🤖 AI Summary
Existing text-to-video retrieval methods predominantly rely on single-scale CLIP architectures, limiting their capacity to model multi-granularity semantics. To address this, we propose the first Mamba-driven framework for multi-scale vision-language alignment. Our approach constructs a cross-resolution feature pyramid and incorporates linear-complexity Mamba modules to enable efficient joint modeling across scales, complemented by a lightweight cross-modal contrastive learning mechanism. Crucially, we are the first to introduce state-space models—specifically Mamba—into multi-scale cross-modal alignment, overcoming the quadratic computational bottleneck inherent in Transformer-based architectures. Extensive experiments demonstrate state-of-the-art performance on MSR-VTT, MSVD, and DiDeMo. Moreover, our method achieves a 3.2× speedup in inference time and reduces parameter count by 41%, significantly enhancing fine-grained semantic matching capability.
📝 Abstract
Text-Video Retrieval (TVR) aims to align and associate relevant video content with corresponding natural language queries.
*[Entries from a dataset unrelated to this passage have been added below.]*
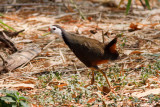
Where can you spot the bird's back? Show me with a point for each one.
(89, 51)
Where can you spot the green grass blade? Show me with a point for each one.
(3, 27)
(1, 15)
(147, 4)
(1, 22)
(128, 6)
(120, 3)
(46, 34)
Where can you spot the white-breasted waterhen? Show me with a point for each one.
(89, 51)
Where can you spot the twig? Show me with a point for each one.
(62, 56)
(80, 13)
(3, 60)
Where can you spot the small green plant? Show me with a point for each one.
(12, 99)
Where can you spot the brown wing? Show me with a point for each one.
(87, 50)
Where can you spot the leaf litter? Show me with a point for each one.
(57, 77)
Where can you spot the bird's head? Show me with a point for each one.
(55, 29)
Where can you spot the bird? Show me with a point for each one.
(89, 51)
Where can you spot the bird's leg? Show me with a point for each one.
(92, 79)
(105, 77)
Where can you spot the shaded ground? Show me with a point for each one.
(57, 77)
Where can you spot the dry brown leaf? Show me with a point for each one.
(19, 86)
(28, 82)
(62, 85)
(91, 100)
(134, 26)
(135, 52)
(147, 92)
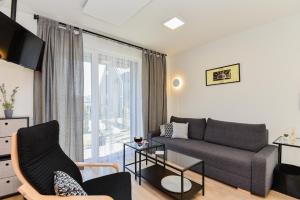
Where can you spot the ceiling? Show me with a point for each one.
(205, 20)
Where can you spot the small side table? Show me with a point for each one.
(282, 141)
(287, 177)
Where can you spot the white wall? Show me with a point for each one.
(14, 75)
(269, 91)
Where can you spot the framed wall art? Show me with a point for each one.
(223, 75)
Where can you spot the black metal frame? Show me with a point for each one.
(140, 153)
(156, 161)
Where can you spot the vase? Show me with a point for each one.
(8, 113)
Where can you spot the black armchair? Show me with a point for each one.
(36, 154)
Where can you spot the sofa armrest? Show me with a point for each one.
(263, 165)
(153, 134)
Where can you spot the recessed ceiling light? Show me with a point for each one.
(174, 23)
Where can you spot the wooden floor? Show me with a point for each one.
(214, 191)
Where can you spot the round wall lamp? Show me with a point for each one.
(177, 83)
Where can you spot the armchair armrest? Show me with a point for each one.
(30, 194)
(113, 165)
(263, 164)
(153, 134)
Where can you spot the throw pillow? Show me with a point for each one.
(162, 130)
(65, 185)
(168, 130)
(180, 130)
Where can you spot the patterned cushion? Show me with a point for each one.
(65, 185)
(162, 130)
(168, 130)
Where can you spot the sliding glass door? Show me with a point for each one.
(112, 104)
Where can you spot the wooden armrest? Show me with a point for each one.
(30, 194)
(113, 165)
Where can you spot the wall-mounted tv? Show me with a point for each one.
(18, 45)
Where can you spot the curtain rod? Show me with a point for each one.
(109, 38)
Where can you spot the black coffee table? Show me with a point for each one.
(160, 168)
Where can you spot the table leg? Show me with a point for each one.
(135, 165)
(164, 156)
(279, 153)
(124, 158)
(147, 157)
(140, 166)
(182, 176)
(203, 177)
(155, 156)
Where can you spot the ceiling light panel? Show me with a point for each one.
(174, 23)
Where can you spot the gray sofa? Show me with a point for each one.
(234, 153)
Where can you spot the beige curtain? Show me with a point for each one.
(154, 91)
(58, 89)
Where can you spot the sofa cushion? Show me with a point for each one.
(229, 159)
(251, 137)
(196, 126)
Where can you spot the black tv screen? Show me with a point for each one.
(18, 45)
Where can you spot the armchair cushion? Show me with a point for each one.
(65, 186)
(117, 185)
(40, 156)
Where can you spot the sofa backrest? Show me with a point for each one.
(196, 126)
(251, 137)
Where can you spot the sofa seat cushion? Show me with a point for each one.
(196, 127)
(229, 159)
(251, 137)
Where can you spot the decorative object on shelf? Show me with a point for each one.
(8, 105)
(285, 137)
(138, 140)
(293, 136)
(173, 184)
(223, 75)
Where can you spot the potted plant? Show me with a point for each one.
(8, 105)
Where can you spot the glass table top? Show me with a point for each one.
(181, 161)
(144, 146)
(287, 141)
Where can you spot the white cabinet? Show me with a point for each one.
(9, 126)
(9, 183)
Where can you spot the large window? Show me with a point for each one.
(112, 104)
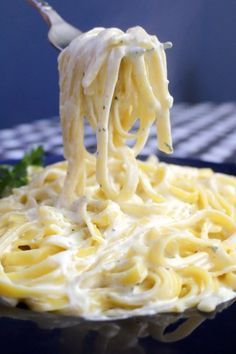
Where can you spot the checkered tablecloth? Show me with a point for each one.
(204, 131)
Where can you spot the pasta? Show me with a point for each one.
(108, 235)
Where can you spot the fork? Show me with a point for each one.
(61, 33)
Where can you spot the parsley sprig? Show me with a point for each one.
(16, 175)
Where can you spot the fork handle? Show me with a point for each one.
(46, 11)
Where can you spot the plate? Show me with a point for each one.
(24, 331)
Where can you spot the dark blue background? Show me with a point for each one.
(201, 63)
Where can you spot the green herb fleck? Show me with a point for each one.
(17, 176)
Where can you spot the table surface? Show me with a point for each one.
(205, 131)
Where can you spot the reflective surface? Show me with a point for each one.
(23, 331)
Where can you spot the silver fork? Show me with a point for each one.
(61, 32)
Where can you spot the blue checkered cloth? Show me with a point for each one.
(205, 131)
Most existing TVR methods are based on large-scale pre-trained vision-language models (e.g., CLIP). However, due to the inherent plain structure of CLIP, few TVR methods explore the multi-scale representations which offer richer contextual information for a more thorough understanding. To this end, we propose MUSE, a multi-scale mamba with linear computational complexity for efficient cross-resolution modeling. Specifically, the multi-scale representations are generated by applying a feature pyramid on the last single-scale feature map. Then, we employ the Mamba structure as an efficient multi-scale learner to jointly learn scale-wise representations. Furthermore, we conduct comprehensive studies to investigate different model structures and designs. Extensive results on three popular benchmarks have validated the superiority of MUSE.